To summarise what many frustrated South Africans have been saying; the keys to unlocking a fresh beginning for South Africa cannot exclude the following steps being taken:      

• Change the people at the top, starting with Zuma, either through a snap election (1st choice) or by supporting the no confidence motion against him (2nd choice). No confidence in and goodwill for the country will be generated while they remain in their positions. They have lost all reputational value and credibility;

• Start embracing all bona fide South Africans as potential contributors to making SA great again; stop racially profiling our people unnecessarily. Memorise and repeat several times: "skin colour does not determine character; skin colour does not determine character"...;

• Remove all suspected elements of state capture still embedded in the system, especially in state-owned enterprises and other entities; they are deadly cancerous cells who will metastasise further if nothing gets done;

• Free the NPA, the Hawks, and the Office of the Public Protector from the toxic tentacles of capture and let them investigate without fear or favour those whose names keep appearing in activities against the interests of South Africa. It's not fair to leave it to our overburdened judiciary alone to protect our democracy;

• Drop emotion-laden slogans like 'white monopoly capital' and 'radical economic transformation' and simply rally ALL South Africans, equally, around the economic transformation agenda that will benefit the whole country and lead to a fully inclusive economy.
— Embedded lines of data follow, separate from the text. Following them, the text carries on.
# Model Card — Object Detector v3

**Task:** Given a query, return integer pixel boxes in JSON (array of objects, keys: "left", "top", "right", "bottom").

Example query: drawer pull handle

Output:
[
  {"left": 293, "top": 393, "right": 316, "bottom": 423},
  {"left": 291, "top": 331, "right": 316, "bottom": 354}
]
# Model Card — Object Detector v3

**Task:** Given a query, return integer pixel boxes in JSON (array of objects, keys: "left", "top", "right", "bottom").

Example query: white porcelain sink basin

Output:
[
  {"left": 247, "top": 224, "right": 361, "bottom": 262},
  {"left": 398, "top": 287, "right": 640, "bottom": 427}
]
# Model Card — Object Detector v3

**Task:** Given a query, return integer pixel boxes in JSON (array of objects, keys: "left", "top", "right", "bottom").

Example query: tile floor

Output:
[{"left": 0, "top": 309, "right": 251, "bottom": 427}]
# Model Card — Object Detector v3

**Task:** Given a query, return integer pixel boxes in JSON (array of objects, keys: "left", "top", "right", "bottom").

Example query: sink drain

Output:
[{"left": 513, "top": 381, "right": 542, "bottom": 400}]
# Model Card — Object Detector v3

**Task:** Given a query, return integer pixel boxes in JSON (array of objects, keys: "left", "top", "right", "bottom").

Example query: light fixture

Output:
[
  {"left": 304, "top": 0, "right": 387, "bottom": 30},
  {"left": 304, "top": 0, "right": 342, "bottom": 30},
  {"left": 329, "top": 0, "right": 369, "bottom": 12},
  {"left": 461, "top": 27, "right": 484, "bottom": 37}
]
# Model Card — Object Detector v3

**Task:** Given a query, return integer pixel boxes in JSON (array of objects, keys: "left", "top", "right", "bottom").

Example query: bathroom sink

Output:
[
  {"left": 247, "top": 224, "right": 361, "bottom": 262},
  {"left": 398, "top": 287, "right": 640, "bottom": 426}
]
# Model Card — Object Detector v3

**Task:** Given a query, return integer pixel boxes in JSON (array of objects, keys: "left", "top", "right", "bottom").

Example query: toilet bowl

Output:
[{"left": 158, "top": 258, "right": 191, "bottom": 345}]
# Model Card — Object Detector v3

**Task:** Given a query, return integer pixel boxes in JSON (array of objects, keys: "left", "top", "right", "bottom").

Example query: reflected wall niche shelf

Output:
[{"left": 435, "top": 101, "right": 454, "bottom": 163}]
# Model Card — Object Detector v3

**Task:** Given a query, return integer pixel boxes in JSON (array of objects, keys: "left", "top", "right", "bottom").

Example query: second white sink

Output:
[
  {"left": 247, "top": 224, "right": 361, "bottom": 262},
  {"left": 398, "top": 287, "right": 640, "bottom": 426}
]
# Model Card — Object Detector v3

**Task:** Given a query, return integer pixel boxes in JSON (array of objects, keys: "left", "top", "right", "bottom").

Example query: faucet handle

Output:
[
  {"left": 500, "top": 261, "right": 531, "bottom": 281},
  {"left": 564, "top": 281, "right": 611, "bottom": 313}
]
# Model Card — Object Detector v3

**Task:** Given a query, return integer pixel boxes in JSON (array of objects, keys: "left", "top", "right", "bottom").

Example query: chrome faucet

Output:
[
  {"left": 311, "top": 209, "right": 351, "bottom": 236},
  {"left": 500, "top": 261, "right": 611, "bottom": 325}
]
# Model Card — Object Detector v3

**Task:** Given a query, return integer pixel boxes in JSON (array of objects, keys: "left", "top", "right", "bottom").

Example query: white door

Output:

I repeat, drop "radical"; it's threat and blackmail incarnate and it makes many people feel uncomfortable;

• Forget the economic crimes committed under apartheid (The ship that has already sunk) and focus all energy on the crimes - state capture - being perpetrated now against our democratic institutions (the ship that is busy sinking and on which we're all sailing);

• Start over with a new national leadership armed with a fresh (preferably electoral) mandate. Putting plasters on festering wounds and spin on the wounded captured is a waste of limited resources. The current leaders are already over-fed and have a disgusting sense of entitlement to their positions and the benefits that come with them;

• Short of removing the current finance minister, distance him from advisers whose philosophy and public pronouncements go against the spirit of the message government is trying to send to the investor communities. They're an unnecessary distraction;

• Finally, stop talking about introducing confidence generating measures if these will just amount to another Zupta-scripted spin that will take us nowhere. Our country’s image is already hurting. From now on, the climb back will be very steep. Every day wasted is a day too many.

* Solly Moeng is brand reputation management adviser and CEO of strategic corporate communications consultancy DonValley. Views expressed are his own.